Die klassische Sanger-Sequenzierung, auch als Kettenabbruch-Sequenzierung bekannt, ist eine Methode zur Bestimmung der Nukleotidsequenz von DNA. Hier sind die grundlegenden Schritte, wie sie funktioniert: 1. **DNA-Vorbereitung**: Die zu sequenzierende DNA wird isoliert und in kleinere Fragmente zerlegt, falls nötig. 2. **Primer-Hybridisierung**: Ein spezifischer Primer, der komplementär zu einem Teil der Ziel-DNA ist, wird hinzugefügt. Dieser Primer bindet an die DNA und dient als Startpunkt für die Synthese. 3. **DNA-Polymerase und Nukleotide**: Eine DNA-Polymerase wird hinzugefügt, zusammen mit den vier normalen Desoxynukleotiden (dATP, dTTP, dCTP, dGTP) und einer kleinen Menge der modifizierten, fluoreszenzmarkierten Didesoxynukleotide (ddNTPs).
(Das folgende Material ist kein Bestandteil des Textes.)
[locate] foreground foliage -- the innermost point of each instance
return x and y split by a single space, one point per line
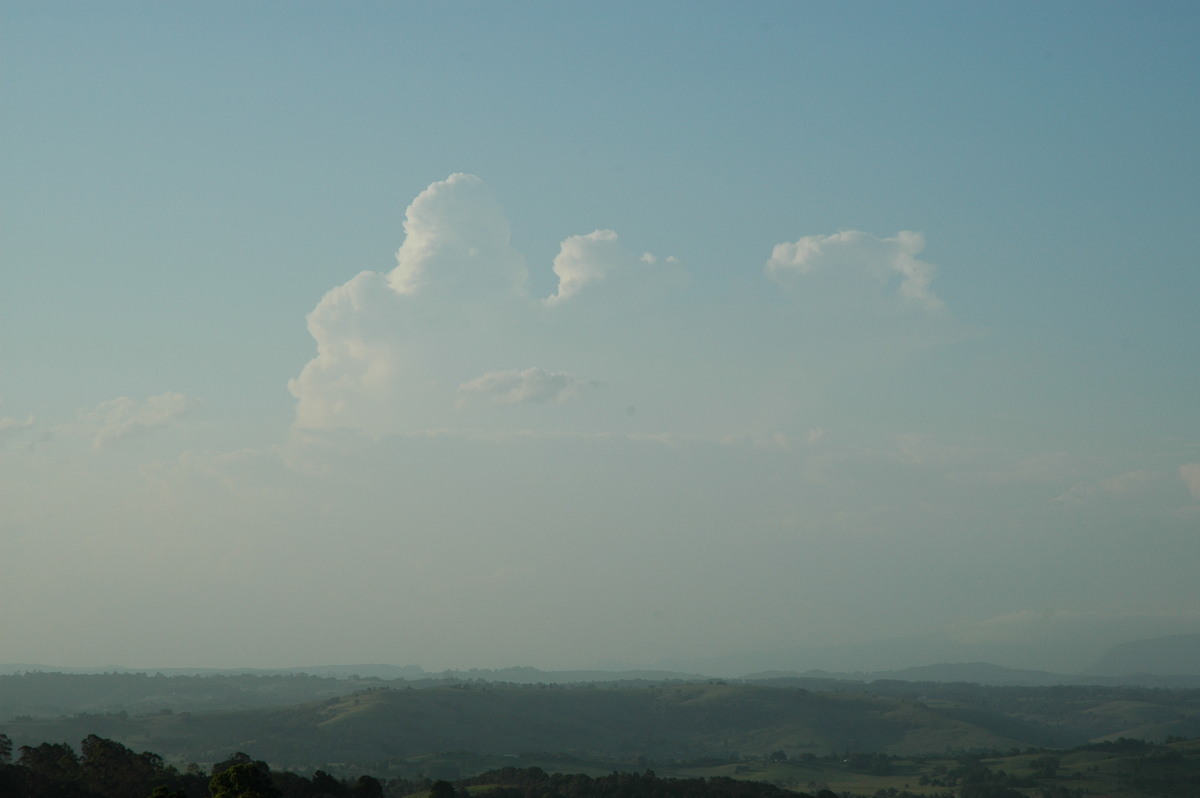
1122 768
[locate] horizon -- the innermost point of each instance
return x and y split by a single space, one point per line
561 334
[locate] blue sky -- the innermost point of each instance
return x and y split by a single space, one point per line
891 300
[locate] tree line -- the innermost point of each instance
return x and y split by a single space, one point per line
105 768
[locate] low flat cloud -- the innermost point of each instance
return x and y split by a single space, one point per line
531 385
125 417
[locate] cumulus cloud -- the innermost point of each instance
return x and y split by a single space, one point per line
522 387
456 241
863 257
124 417
583 259
418 347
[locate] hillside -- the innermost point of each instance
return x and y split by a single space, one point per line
677 723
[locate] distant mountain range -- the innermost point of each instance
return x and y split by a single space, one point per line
1171 661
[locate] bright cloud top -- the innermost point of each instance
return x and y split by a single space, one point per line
451 330
859 256
456 239
583 259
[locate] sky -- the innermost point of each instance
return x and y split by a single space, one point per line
562 334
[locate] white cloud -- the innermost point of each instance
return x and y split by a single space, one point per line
456 240
16 424
522 387
862 257
583 259
124 417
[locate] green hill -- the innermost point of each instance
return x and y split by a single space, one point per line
672 723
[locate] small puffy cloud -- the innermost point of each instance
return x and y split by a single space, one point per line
16 424
1191 475
456 243
523 387
124 417
863 257
583 259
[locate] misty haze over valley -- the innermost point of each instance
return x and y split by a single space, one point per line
456 394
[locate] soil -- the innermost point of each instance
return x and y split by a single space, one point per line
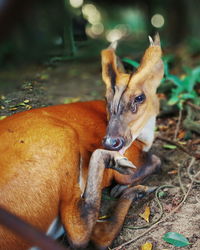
35 86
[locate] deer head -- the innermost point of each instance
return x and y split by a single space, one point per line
131 98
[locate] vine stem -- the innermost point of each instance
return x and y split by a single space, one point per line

Diese ddNTPs sind Kettenabbrecher, da sie keine 3'-OH-Gruppe besitzen, die für die weitere DNA-Synthese notwendig ist. 4. **DNA-Synthese**: Die DNA-Polymerase beginnt, die DNA zu synthetisieren, indem sie die normalen Nukleotide hinzufügt. Wenn ein ddNTP eingebaut wird, stoppt die Synthese, da kein weiteres Nukleotid angefügt werden kann. 5. **Fragmentierung**: Dieser Prozess erzeugt eine Vielzahl von DNA-Fragmenten unterschiedlicher Längen, die jeweils an einem ddNTP enden. 6. **Trennung der Fragmente**: Die Fragmente werden durch Gelelektrophorese getrennt. Dabei wandern die kürzeren Fragmente schneller durch das Gel als die längeren. 7. **Detektion**: Die Fragmente werden dann detektiert, oft durch fluoreszierende Signale, die von den ddNTPs ausgehen. Ein automatisierter Sequenzierer liest die Fluoreszenzsignale und bestimmt die Reihenfolge der Nukleotide. 8. **Datenanalyse**: Die gesammelten Daten werden analysiert, um die genaue Sequenz der DNA zu bestimmen. Diese Methode ist sehr präzise und wurde lange Zeit als Goldstandard in der DNA-Sequenzierung verwendet.